Twisted Hexagons & Making Do

Twisted Hexagons is my favorite "go to" pattern for little kids. You can capture a fabulous motif in the center hexagon and then finish it off with 6 half-hexagons. No y-seams (you know the story). I used just about the very last of the collection with only ONE fat quarter remaining. Aren't these fun fabrics from 2012?

Sockey the Monkey and his fabrics

Here's a single block from a previous quilt. Don't those monkeys look happy?


I finished my last set of blocks last weekend (actually, on Memorial Day). I put the 3 horizontal rows together and then scoured my stash for borders. Don't you just love the black and white dots?! The blocks are 10" high, with a 5" high center hexagon.

9 Block Twisted Hexagon quilt: 40" x 46"

OK. You're probably wondering what the "making do" in my blog title has to do with this. Well, let me show you. I needed two more half-hexagons in the red with yellow bananas. And so I pieced the fabrics. Here - let me show you. This is the bottom center block in the quilt above. And I had to piece the white setting triangle (on the left), too!

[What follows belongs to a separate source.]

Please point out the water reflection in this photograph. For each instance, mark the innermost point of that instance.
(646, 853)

Twisted Hexagon block with pieced half-hexagons

Do you think some little kid is going to cry: "Mommy! Mommy! Do you see this mistake in my quilt? Oooooh. I don't want it!" HA! Never gonna happen. Once this is quilted, even the most calculating quilter's expert eye won't see it.

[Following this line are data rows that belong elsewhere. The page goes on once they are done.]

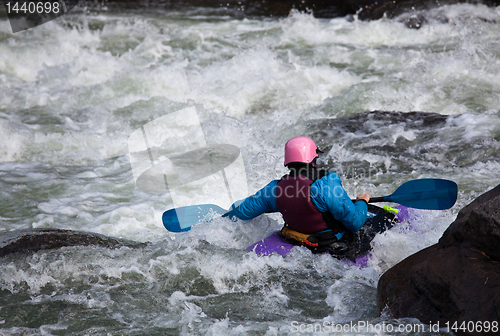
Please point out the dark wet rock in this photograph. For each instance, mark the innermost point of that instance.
(457, 279)
(32, 240)
(365, 9)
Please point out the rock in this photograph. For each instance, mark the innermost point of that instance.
(455, 280)
(366, 9)
(32, 240)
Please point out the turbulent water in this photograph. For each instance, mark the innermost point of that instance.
(72, 92)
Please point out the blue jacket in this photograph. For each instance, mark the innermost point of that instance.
(327, 194)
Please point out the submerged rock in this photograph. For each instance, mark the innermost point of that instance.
(456, 280)
(32, 240)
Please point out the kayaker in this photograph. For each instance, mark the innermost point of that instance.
(317, 211)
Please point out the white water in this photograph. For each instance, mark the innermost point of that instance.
(73, 90)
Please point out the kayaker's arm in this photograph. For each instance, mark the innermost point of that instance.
(261, 202)
(328, 195)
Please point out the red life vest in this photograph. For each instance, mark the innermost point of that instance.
(293, 199)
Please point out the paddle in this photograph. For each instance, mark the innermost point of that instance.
(429, 194)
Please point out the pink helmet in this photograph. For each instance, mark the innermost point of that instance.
(300, 149)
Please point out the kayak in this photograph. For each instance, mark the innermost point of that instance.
(379, 220)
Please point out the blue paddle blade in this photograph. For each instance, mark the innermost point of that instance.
(183, 218)
(429, 194)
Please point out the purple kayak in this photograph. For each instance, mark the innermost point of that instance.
(275, 243)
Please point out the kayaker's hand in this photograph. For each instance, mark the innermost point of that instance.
(231, 214)
(364, 197)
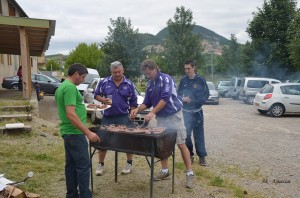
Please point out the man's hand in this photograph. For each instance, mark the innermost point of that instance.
(93, 137)
(149, 116)
(186, 99)
(133, 113)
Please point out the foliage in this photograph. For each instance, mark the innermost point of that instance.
(268, 31)
(230, 63)
(204, 33)
(52, 65)
(294, 41)
(124, 44)
(88, 54)
(181, 43)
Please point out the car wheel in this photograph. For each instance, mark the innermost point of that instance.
(263, 112)
(15, 87)
(94, 118)
(277, 110)
(250, 100)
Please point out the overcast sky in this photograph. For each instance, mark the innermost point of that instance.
(88, 20)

Lesson? Don't ever be afraid of piecing patches together to get what you need to finish a quilt. I have done it dozens of times in my 30+ years of publishing my quilts - and it's even happened with quilts that have gone on magazine covers!

You can find the pattern for a quilt with nine 10" blocks here: Twisted Hexagons with 10" blocks

And the same pattern for a smaller, 6 block quilt (33" x 39"): 6 Block Twisted Hexagons quilt

It's easy to cut the whole and half hexagons with a standard 60 degree triangle ruler, but I've also added paper templates in the pattern.

Comments

  1. I DO love the black dots with this! A friend in Canada calls this poverty piecing. That's a little odd to someone who grew up in poverty, but I suppose it fits just fine. I've done it now and then, and it does work! I'll have to put this on the list. The patterns came and I'll be starting one of them mid-summer - maybe the braid first.